Young Widows, “Old Skin”: A throwback to the days where words like “pigfuck” and “Amphetamine Reptile” might have meant something to the average indie-rock fan, where “something” refers to the kind of misanthropic gutter aggression that turns visceral low-end judder and searing guitar distortion into an aural curbstomp. See also Unsane, Hammerhead, Cop Shoot Cop, etc. etc.
Zazen Boys, “Weekend”: I have much more to write about Zazen Boys and their newest album, which is still tragically available for sale in the U.S. (and probably everywhere else outside of Japan), so for the sake of space I’ll just point you to the video below, which melds a typically Japanese deadpan goofiness with bionically unstoppable Prince-funk.
Max Tundra, “Which Song”: It’s Go West’s “King of Wishful Thinking” and the old Entertainment Tonight theme song put through an ancient MIDI blender by a bloke who doesn’t leave his bedroom much. By which I mean the only way it could be more 80’s awesome is if it was wearing a belted Hypercolor T-shirt.
Born Ruffians, “Hummingbird”: Because sometimes all you want to do is jump up and down and run around in circles on the front lawn.
Maus Haus, “Radio Dials Die”: One of the Bay Area’s best new bands picks up where the first couple of Enon albums left off, with sinuous melodies, squelching whirring keyboards, shuffling drums, and thoroughly insidious catchiness.
We Is Shore Dedicated, “Tinderstix and Russian River”: Another Bay Area band, this one a subtle mix of Americana twang and Eastern European melody, topped off with the wry, dark ruminations and occasional, accidentally poetic linguistic missteps of a gentleman for whom English is not his first language– but given some of the things he sings about, I’d rather not correct him, because god knows what shady things he did back in the motherland. (Nothing available on youtube by them either, so here’s their myspace page for more info.)
The Mountain Goats, “Autoclave”: Heretic Pride is the culmination of a journey that began when John Darnielle first stepped into a real recording studio for their first 4AD album; thanks to the addition of drummer Jon Wurster to the lineup, the Mountain Goats finally sound like a real band.

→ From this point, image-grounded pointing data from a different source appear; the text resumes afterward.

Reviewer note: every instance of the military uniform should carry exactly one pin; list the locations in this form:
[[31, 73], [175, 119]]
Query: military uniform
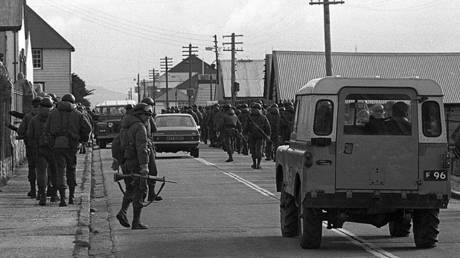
[[230, 129], [67, 127], [30, 151], [45, 163], [257, 128]]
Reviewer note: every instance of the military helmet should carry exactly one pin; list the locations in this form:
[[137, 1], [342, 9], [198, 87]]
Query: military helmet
[[36, 101], [143, 108], [46, 102], [256, 105], [148, 101], [69, 98]]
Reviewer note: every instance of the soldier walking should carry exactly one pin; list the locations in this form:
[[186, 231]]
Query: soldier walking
[[67, 127], [40, 142], [137, 154], [30, 153], [230, 128], [257, 128]]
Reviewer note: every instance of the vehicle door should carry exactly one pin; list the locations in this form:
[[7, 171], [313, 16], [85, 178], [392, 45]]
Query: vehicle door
[[373, 151]]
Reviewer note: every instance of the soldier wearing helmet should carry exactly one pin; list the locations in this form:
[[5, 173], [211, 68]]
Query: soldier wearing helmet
[[257, 129], [45, 163], [67, 128], [30, 152], [135, 142]]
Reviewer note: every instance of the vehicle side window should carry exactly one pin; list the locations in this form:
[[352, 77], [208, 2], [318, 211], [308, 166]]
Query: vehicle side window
[[431, 119], [324, 115]]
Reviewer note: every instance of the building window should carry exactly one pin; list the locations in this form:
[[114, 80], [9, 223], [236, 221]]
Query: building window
[[37, 58]]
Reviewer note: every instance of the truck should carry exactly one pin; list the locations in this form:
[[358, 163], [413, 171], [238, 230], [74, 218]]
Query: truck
[[108, 115], [365, 150]]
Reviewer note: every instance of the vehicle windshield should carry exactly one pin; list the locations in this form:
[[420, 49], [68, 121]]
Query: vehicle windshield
[[111, 110], [171, 121]]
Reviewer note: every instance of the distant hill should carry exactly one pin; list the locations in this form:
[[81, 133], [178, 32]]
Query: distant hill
[[102, 94]]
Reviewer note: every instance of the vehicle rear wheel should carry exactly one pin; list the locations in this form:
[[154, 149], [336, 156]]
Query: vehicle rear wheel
[[310, 227], [288, 215], [195, 152], [400, 227], [425, 229]]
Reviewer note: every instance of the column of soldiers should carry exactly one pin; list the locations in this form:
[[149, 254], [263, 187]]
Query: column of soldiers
[[257, 129], [53, 132]]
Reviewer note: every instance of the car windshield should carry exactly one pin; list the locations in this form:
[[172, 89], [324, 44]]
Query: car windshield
[[171, 121]]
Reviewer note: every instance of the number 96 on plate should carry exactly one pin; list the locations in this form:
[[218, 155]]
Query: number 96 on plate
[[435, 175]]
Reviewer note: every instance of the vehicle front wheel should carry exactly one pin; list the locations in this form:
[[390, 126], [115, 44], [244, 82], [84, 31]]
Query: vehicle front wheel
[[310, 227], [288, 215], [195, 152], [425, 228]]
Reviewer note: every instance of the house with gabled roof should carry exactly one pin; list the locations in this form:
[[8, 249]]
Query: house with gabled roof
[[51, 54], [290, 70]]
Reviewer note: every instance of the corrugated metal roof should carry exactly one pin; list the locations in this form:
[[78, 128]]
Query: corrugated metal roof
[[293, 69], [42, 34], [249, 74]]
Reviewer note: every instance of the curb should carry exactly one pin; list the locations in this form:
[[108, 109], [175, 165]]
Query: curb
[[81, 243]]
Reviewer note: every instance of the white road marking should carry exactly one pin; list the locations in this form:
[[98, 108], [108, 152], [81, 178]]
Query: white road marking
[[368, 247]]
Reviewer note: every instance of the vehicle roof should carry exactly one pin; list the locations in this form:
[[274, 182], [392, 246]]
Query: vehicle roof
[[332, 85], [174, 114], [116, 103]]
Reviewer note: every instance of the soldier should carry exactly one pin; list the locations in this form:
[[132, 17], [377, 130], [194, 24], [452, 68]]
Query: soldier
[[273, 116], [243, 117], [257, 128], [30, 153], [41, 144], [67, 128], [230, 128], [137, 153], [151, 129]]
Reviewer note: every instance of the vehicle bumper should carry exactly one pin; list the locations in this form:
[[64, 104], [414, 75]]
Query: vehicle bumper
[[176, 146], [371, 200]]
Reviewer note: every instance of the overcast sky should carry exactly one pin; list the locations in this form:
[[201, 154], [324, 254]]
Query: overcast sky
[[116, 39]]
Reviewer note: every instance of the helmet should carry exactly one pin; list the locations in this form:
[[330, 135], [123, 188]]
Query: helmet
[[148, 101], [36, 101], [143, 109], [256, 105], [129, 107], [46, 102], [69, 98]]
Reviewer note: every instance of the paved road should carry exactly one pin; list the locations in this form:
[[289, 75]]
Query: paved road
[[220, 209]]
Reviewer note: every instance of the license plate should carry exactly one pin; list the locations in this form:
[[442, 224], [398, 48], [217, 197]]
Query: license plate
[[435, 175], [174, 138]]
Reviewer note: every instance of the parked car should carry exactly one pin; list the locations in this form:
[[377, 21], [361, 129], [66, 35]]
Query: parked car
[[177, 132], [108, 120]]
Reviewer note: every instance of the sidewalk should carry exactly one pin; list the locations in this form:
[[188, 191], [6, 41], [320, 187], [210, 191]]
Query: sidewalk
[[30, 230]]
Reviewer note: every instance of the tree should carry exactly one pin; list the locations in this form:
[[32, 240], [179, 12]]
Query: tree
[[79, 90]]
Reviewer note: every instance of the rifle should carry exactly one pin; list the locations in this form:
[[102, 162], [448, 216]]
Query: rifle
[[151, 194]]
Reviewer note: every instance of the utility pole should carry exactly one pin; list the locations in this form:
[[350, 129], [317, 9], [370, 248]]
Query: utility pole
[[165, 63], [327, 31], [217, 65], [233, 50], [138, 90], [190, 50]]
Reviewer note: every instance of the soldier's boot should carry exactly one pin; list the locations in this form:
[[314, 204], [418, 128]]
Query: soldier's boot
[[71, 194], [33, 191], [121, 216], [254, 165], [62, 195], [53, 193], [230, 158], [137, 219], [41, 196]]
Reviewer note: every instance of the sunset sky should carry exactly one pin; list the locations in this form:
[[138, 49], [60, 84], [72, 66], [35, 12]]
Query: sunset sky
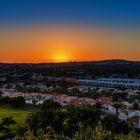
[[69, 30]]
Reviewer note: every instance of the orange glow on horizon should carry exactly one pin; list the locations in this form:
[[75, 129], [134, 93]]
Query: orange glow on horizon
[[65, 44]]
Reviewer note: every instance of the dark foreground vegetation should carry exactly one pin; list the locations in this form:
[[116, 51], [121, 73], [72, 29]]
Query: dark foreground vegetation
[[54, 122]]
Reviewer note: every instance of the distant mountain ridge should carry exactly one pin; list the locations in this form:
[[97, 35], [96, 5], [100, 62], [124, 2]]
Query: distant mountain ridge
[[99, 62]]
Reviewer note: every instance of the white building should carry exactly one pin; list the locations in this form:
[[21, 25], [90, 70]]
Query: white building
[[112, 82]]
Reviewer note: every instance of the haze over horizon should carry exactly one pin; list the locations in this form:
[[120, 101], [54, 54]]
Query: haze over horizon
[[59, 31]]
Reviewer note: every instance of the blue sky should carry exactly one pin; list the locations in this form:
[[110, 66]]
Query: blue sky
[[124, 13]]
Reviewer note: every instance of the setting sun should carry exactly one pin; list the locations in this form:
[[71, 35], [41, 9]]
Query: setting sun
[[60, 58]]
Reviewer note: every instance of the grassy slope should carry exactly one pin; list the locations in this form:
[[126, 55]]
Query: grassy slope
[[18, 114]]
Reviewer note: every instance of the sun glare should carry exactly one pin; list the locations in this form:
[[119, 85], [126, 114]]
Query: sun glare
[[61, 58]]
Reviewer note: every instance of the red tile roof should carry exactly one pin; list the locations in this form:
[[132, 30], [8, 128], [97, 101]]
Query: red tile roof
[[104, 100]]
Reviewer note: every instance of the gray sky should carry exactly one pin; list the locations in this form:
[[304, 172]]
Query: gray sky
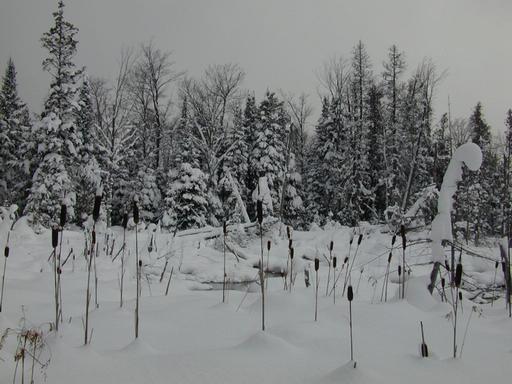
[[280, 43]]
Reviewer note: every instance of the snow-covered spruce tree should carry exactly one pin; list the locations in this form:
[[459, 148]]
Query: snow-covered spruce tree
[[187, 198], [357, 193], [477, 200], [268, 156], [17, 144], [326, 162], [250, 126], [234, 170], [392, 140], [58, 136], [87, 176]]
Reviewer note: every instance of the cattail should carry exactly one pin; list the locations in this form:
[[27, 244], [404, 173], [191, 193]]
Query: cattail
[[55, 237], [135, 213], [63, 215], [458, 275], [96, 210], [350, 297], [402, 233], [125, 220]]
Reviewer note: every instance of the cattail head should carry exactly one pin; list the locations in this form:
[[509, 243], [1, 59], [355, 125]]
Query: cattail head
[[63, 215], [96, 209], [135, 213], [402, 233], [55, 237], [458, 275], [125, 220]]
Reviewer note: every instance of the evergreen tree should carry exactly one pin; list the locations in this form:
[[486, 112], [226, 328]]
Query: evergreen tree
[[250, 126], [16, 139], [58, 135], [268, 156]]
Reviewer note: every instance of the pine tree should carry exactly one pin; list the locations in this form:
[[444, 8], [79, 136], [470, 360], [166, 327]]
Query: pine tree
[[16, 138], [250, 126], [187, 199], [59, 138], [87, 176], [268, 157]]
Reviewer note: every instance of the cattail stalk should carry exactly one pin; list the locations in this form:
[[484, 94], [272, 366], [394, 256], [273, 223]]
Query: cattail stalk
[[224, 231], [55, 243], [169, 281], [259, 208], [349, 271], [125, 225], [350, 297], [404, 246], [334, 262], [6, 255], [137, 266], [317, 266], [331, 245]]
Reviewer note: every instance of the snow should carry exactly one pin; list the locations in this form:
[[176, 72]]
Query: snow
[[471, 155], [189, 336]]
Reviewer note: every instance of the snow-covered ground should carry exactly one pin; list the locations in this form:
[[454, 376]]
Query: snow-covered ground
[[190, 336]]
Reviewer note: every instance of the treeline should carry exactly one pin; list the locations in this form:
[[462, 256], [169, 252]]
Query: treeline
[[375, 154]]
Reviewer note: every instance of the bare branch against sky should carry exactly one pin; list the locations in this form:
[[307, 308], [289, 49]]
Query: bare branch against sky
[[280, 44]]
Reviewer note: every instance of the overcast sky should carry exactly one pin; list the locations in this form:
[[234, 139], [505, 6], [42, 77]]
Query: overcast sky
[[280, 43]]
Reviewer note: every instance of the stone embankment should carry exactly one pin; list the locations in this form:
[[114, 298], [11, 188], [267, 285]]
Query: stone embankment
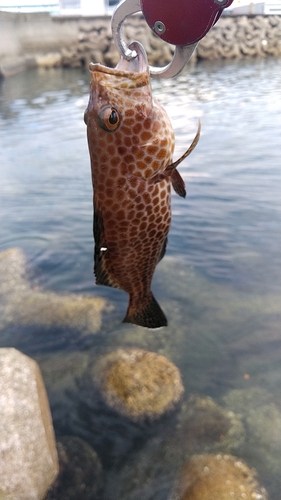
[[30, 40]]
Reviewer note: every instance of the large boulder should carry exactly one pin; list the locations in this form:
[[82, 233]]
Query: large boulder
[[138, 384], [28, 455]]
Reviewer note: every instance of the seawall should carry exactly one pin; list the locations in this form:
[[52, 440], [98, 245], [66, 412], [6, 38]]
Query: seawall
[[37, 39]]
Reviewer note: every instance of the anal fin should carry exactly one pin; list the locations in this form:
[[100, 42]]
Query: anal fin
[[149, 314]]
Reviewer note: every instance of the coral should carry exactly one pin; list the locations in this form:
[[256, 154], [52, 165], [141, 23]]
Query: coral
[[138, 384], [220, 477]]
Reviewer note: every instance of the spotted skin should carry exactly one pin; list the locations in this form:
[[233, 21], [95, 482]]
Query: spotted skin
[[131, 143]]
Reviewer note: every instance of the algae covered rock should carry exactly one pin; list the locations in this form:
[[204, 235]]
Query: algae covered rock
[[80, 474], [138, 384], [220, 477], [21, 305], [28, 453]]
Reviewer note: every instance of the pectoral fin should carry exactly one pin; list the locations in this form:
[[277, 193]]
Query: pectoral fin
[[102, 266], [178, 184], [168, 172]]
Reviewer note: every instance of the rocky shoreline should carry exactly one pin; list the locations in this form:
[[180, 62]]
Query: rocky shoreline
[[40, 40]]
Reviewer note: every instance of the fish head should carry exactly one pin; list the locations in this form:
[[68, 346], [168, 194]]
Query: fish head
[[125, 124]]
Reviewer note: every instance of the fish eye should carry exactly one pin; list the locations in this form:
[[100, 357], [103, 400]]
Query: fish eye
[[109, 118]]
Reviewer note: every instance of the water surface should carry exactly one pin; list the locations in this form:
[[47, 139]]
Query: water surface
[[220, 282]]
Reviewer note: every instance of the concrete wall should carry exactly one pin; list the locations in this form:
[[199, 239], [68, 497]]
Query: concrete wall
[[37, 39]]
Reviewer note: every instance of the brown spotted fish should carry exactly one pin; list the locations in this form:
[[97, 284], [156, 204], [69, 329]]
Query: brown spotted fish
[[131, 143]]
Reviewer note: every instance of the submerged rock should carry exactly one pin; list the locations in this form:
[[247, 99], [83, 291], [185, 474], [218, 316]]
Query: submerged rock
[[28, 453], [261, 413], [138, 384], [21, 305], [80, 474], [220, 477], [205, 426]]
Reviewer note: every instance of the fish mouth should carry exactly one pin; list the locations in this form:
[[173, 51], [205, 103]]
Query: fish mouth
[[137, 64]]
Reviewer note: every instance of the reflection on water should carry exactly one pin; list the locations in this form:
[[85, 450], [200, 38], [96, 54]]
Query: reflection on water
[[219, 283]]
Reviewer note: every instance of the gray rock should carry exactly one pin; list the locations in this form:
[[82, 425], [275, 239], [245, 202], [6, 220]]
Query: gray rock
[[22, 305], [80, 473], [28, 453]]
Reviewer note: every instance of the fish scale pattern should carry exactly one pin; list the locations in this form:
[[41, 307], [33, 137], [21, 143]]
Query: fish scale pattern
[[132, 208]]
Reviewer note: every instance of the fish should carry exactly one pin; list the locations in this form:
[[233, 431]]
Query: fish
[[131, 144]]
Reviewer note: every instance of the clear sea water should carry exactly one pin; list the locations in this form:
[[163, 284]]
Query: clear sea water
[[220, 281]]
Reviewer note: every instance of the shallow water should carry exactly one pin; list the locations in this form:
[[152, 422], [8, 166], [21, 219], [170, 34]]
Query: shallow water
[[220, 282]]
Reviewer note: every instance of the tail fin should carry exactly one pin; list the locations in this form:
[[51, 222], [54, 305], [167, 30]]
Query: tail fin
[[150, 315]]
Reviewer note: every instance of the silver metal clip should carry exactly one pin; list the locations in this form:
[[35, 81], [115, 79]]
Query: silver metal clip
[[182, 52]]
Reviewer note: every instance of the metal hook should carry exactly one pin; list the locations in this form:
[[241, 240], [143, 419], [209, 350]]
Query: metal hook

And although Heretic Pride lacks the overarching lyrical themes of previous Goats albums, it leaves room for perfect pop singles like this one.
The Dodos, “Fools”: Insider pro-tip: anyone referring to “African ewe drumming” when discussing the Dodos is a hack. It’s simple enough to google “African ewe drumming” or search for youtube clips, compare that to the Dodos, and realize that the two drumming styles are nothing alike. Just taking their press kit’s word for it is the hallmark of a true sucker. Just because Meric (the guitarist) took a class on it in college doesn’t mean Logan (the drummer) is doing anything remotely like it.
Anyway. Just had to get that off my chest. You’d think that the fact that two guys, one with an acoustic guitar and the other with half a drum kit, can rock harder sitting down than most bands twice their size can standing up, would be enough of an angle for music blog scribes.